James Wood’s modelling, used to inform policy decisions, was tightly held, said Jennie Musto, who was operations manager of NSW Health’s Public Health Emergency Operations Centre.
“I was the head of the operations sitting [in meetings with Chief Health Officer Kerry Chant] every single day, and we didn’t get to see [that] modelling data,” Musto said.
Despite asking for the data almost daily, it was only shared with Chant and then-premier Gladys Berejiklian.
“The explanation for exactly why we were doing things wasn’t there. It was just: ‘this is what we’re doing’,” said Musto, who speculated that the reason the modelling wasn’t shared more broadly was concern it would leak.
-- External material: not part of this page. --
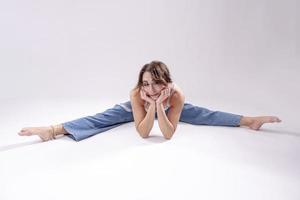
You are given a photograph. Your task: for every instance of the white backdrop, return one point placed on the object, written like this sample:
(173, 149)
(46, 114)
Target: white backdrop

‘Australia doesn’t do transparency well’
It was a different approach taken to other countries during the pandemic: the UK Sage group published its meeting documents, while the US equivalent of Australia’s technical vaccine advisory group (ATAGI), the Advisory Committee on Immunisation Practices, livestreamed its meetings.
“Australia doesn’t do transparency well,” James Wood said. “Hardly any of the key documents that informed discussions [such as those used by ATAGI, of which he is a member] ever made it to light.”
Every member of the panel believed that Australia would benefit from a well-funded Centre for Diseases Control (CDC), as exists in the US.
The Albanese government committed $90.9 million in the 2023-24 federal budget to support establishing a CDC. An interim CDC was established in January. Its permanent location is not yet determined.
The Kirby Institute’s Professor Greg Dore suggested it might be necessary for states to cede some power for such a body to function.
“I’m not completely pessimistic about CDC, but it’s hamstrung by a lack of political will and investment at this stage,” he said.
University of Sydney epidemiologist Professor Eddie Holmes agreed the CDC needed to be a federal system with control: “If it’s just lip service, or a hub and spoke model and states have still got autonomy – what’s the point?”
In response to questions following the panel, federal Health Minister Mark Butler said the interim CDC was already strengthening Australia’s pandemic preparedness, particularly in relation to surveillance capabilities and use of data.
NSW Health Minister Ryan Park noted the state’s health ministry had already conducted two internal reviews of its health response.
“We are working hard to ensure the findings and recommendations from those reports are being implemented as quickly as possible, including the sharing of data and information with our state, territory and Commonwealth colleagues,” he said.
The expert panellists spoke in their academic capacity and not on behalf of NSW Health, the World Health Organisation, or ATAGI.